Era esse gesto que espantava o mal. A reza tirava o mal do corpo para
os galhos da arruda, e a batida dos dedos sacolejados no espaço
derrubava-o por terra, para debaixo do chão.
— Mamãe
me reza todos os dias — disse o menino, satisfeito com todas as
explicações que conseguia dar.
— E
apesar disso... — a moça não completou, mas ele percebeu o resto.

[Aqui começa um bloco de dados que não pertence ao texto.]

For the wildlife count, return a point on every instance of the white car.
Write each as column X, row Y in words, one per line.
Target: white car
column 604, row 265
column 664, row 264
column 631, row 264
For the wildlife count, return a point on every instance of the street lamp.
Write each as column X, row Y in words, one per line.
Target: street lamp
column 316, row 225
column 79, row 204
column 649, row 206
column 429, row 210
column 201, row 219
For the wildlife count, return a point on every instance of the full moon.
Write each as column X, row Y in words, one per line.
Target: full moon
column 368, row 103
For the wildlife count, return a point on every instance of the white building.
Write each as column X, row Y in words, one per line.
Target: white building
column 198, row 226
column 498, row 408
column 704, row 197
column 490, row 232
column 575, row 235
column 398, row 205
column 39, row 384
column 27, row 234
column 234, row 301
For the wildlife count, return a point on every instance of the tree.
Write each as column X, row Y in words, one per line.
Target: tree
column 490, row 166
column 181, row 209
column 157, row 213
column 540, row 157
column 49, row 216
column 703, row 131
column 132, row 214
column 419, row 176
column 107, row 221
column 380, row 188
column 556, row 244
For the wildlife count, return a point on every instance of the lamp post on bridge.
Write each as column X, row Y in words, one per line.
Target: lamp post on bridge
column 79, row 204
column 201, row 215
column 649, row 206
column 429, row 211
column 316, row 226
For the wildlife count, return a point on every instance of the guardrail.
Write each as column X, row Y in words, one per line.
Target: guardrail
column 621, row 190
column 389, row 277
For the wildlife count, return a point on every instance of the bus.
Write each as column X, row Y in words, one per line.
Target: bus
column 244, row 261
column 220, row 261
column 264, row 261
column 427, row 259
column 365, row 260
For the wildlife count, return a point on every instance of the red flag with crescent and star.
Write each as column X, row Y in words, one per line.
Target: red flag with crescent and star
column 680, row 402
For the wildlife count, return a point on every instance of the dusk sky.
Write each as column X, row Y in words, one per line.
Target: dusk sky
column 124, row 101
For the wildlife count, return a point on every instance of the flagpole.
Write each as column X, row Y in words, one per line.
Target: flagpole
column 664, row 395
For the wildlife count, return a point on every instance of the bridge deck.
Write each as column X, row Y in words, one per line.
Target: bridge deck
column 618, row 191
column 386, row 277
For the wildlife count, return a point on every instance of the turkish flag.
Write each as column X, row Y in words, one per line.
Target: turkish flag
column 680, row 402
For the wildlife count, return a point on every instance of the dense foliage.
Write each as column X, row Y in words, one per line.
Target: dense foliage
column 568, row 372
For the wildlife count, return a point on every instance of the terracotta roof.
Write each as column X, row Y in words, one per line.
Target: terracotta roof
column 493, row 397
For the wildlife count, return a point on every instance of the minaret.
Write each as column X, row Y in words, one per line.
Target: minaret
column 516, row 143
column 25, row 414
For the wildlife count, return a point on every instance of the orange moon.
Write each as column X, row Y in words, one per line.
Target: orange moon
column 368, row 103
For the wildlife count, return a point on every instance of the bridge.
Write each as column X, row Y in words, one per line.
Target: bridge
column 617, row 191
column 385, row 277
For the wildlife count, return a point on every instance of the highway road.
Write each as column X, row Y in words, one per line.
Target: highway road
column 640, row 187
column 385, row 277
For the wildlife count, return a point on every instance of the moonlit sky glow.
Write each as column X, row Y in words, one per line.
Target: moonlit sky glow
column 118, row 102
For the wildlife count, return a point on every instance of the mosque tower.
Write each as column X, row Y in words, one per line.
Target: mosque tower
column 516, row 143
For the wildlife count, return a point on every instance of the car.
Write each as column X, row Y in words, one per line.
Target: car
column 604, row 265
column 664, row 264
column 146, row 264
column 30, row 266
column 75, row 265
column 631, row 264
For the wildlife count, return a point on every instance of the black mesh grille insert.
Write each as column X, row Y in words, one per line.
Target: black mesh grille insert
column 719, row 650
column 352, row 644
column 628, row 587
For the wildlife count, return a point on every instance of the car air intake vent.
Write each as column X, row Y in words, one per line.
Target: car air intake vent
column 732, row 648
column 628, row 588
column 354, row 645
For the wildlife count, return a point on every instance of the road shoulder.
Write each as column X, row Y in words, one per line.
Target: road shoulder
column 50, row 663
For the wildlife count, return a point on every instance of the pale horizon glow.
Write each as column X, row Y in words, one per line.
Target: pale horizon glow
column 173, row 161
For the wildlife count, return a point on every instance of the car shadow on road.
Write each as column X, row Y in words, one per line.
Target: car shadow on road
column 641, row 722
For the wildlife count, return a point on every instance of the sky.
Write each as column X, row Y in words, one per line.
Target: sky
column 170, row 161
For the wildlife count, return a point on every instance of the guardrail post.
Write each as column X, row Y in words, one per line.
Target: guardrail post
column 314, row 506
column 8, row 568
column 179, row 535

E apesar disso você continua assim. Ela disse outra coisa
rapidamente, para consertar: — Será que você não acredita nisso,
não tem fé nisso?
Como
se não tivesse ouvido esse pedaço da conversa, ele voltou a imitar
a mãe:
— “Que
esse menino fique bom, de hoje para amanhã” — riu. — “Acho
que amanhã é o Dia de São Nunca.”
— O
que é “é de metetéia, é de manenanha”? — a moça era quem
mais falava. Os dois rapazes, na maior parte do tempo, só se
preocupavam em tirar retrato.
— Não
sei. Acho que ninguém sabe. Palavra de reza a gente não precisa
saber o que é. Basta ter fé.
— Então
tenha fé — disse a moça, rindo.
Ele
gostou deste sorriso. Os dentes da moça eram alvos, muito bonitos.
Os
dois rapazes falavam entre eles, baixinho. Devia ser qualquer coisa
sobre as horas. O rapaz muito branco da cor do leite tirou o santo do
nicho. Olhou para os outros companheiros, olhou para o menino. Depois
foi levantando o santo com as duas mãos, devagarinho. Levantou-o até
onde seus braços podiam ir, acima da cabeça. O amarelo de olho
rasgado bateu palmas. Disse:
— Salve
o campeão do mundo. A Copa é nossa.
O
menino ficou olhando para o santo lá em cima, nas mãos do rapaz.
Disse:
— Reze,
meu filho, reze. Paizinho Santo Antônio vai te ajudar. Mamãe me diz
isso todo dia quando sai de casa. E eu rezo todo dia. Meu paizinho
Santo Antônio vai me ajudar.
— Claro
que vai — disse o branco, abaixando o santo. E, para os dois
companheiros: — Estranhíssimo, não é?
O
menino ficou orgulhoso com esta observação. Era um elogio ao santo,
ele pelo menos achou que era isso.
— Tudo
tão primitivo — repetiu a moça, balançando a cabeça e mordendo
os beiços. Parecia em desacordo com alguma coisa, que o menino não
chegou a adivinhar o que era.
O
amarelo de olho rasgado riu de uma maneira abestalhada, era uma
risada de maluco, um rá-rá-rá seco, de quem ria sem achar graça.
— O
que é que você está olhando lá em cima? — A moça emendou a
pergunta com outra: — Você se importa que se pegue no santo?
—
Estava conversando com minha irmãzinha.
Estava dizendo pra ela: “Eles gostam do santo, maninha. Eles também
gostam de santo.”
—
Irmãzinha?
— Sim.
Minha irmãzinha lagartixa.
Foi
aí que a moça fez aquela cara horrível, o assombro de gente
esquisita, que tem medo de tudo. E disse:
—
Lagartixa? Ui!
Agora
o menino só lamentava o pouco tempo que eles ficaram. Foi um tempão,
é verdade, mas com tanta coisa para conversar as horas voaram e eles
se foram. Tinham que ir para bem longe. Uma pena. Queria explicar
melhor o que pensava das lagartixas e contar direito todas as
conversas que tinha com elas. Ainda bem que eles prometeram voltar um
dia.
— Será
que eles voltam mesmo, mamãe? Reze pra eles voltarem.
— Sim,
meu filho. Vou rezar. Eles têm que voltar.